飛びたつきみへ


 一際大きな泣き声が本丸に響く。
 席を外していた鶴丸は慌てて執務室へと走りながら、「主、どうした!」と問いかけた。未だ小さな子どもといっても差し支えのない幼い主は、驚くほどによく泣く子だ。返答はなくただぎゃんぎゃん泣く声が聞こえたので、走る速度をあげて部屋に飛び込んだ。
 部屋に入ってきた鶴丸を見るやいなや、うつ伏せになって瞳一杯に涙を浮かべた審神者は「つるぅぅぅうう」と情けない声を出して、もう一度ぎゃんぎゃんと泣き出してしまう。
 慌てて駆け寄り抱き起こすと、鼻に真っ赤な畳の跡があった。それでだいたい事態の把握はしたのだが、敢えて穏やかな声で問いかける。
「おやおや主、こんなに泣いてどうしたんだい?」
「あぅぇああ………こ、こげ………こげた…………」
「焦げてはないぜ、そうかそうか、痛かったなあ」
 こけてしまったのか、可哀想に。そう頬を寄せるとまた一際大きい声で泣き始めたから、痛かったなあ、と言いながらあやしてやった。わしゃわしゃと頭をなでてやると、子どもの匂いがふわりと鼻腔をかすめていく。

 まだ齢一桁でありながら生まれのせいで審神者という職を強いられた小さな主は、まあそれほどにもと呆れるほどによく泣く子だった。それは鶴丸に出逢うまでの短い人生で身につけてしまった処世術なのか、それとも変えようもなかった気性のせいなのか付喪神には知りようもなく、ただできることといえば泣くその子をあやし、大声で泣かずともちゃんと大事にしてやることを教えてやることだけ。
 そうしていつか鶴丸が主の傍を離れたとしても、誰かに愛されたのだという記憶が彼女をいつまでも守ってくれるよう祈ることだけ。

「いたいぃぃぃぃぃい」
「主落ち着け、きみは痛くないぜ」
「そうだぜ大将、あんたは無傷だ」
「でもいたいきがするぅぅぅう」
 わんわんと泣きながら鶴丸にしがみつくその女の子を撫でて宥めながら、「血がついてしまうぜ」と引き離そうとする。ぎゃんぎゃん泣いて抵抗するかと思いきや、審神者はぐいと涙を拭って震える声で「うん」と頷いた。
「はやくなおすからね」
 嗚咽はいまだ隠しきれないが、涙目ながら毅然とした顔でそう宣言する。
「……大丈夫かい?」
「うん」
 ぎゅっと手伝い札を握り締めて、大きく彼女は頷いて見せる。
「わたししかなおせないんだもん」
「…………………」
 おおきくなったなあ。声に出さず、心の中で独り言ちる。
 嬉しさに隠されたほんの少しの寂しさは、傷を見た審神者が「やっぱりむりぃぃぃいぃい」と泣き叫んだことで吹っ飛んでいった。

 小さい女の子は泣き虫だった。ピーマンが食べたくないと言っては泣き、怪我をしたといっては泣き、熱が出ては泣き、暗闇が怖いと言っては泣いた。
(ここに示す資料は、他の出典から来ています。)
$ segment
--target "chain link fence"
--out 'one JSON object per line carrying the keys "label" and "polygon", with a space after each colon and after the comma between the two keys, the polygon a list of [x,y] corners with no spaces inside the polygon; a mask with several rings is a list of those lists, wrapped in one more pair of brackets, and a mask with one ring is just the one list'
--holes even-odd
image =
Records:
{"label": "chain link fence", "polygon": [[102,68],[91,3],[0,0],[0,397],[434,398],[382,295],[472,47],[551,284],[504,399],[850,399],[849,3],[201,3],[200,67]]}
 いつしか鶴丸の肩に頭が届くほど大きくなっても、それはかわらなくて。


「きみは相変わらずの泣き虫だな」
「ちがうよ。……泣き虫は変わらないかもしれないけど、しあわせだけしか、泣かなくなったよ」
 苦笑しながら審神者の涙をぬぐう鶴丸を見て、彼女は涙目で笑った。
「いままでずっと、そばにいてくれてありがとう」
「ああ」
 わしゃ、と頭を撫でたら彼女はふにゃりと笑った。顔いっぱいに破顔する、幼い頃からかわらず鶴丸が愛する笑い方だ。ぽたりと一筋また涙が垂れて、鶴丸の袂でそれを彼女が拭う。相変わらずの癖に苦笑して、「ティッシュを使え」と口だけでは言っておいた。
 そんな言葉に仕草だけ頷いて、彼女は鼻を啜りあげる。
 涙声が、言う。

「わたし、しあわせになるね」

 笑い方も癖も喋り方も、鶴丸が愛する部分は何一つ変わらないままで大人になった。
 大人になって綺麗になった彼女は、鶴丸の手の届かないところへ飛び立っていく。
「ああ」
 かすかに微笑んで、鶴丸は彼女の手をそっと掴んだ。細くて華奢な白い手は、それでも丸みを帯びてたおやかだ。ずっと手を引いて歩いてきた小さな女の子は、たった二十年だけでこんなにも強く優しく成長してくれた。
 なんてありがたいことだろう。なんて愛おしいことだろう。

「きみは、ずっとずっとしあわせでいてくれ」

 だからこんな気持ちは、早くいなくなってしまえばいい。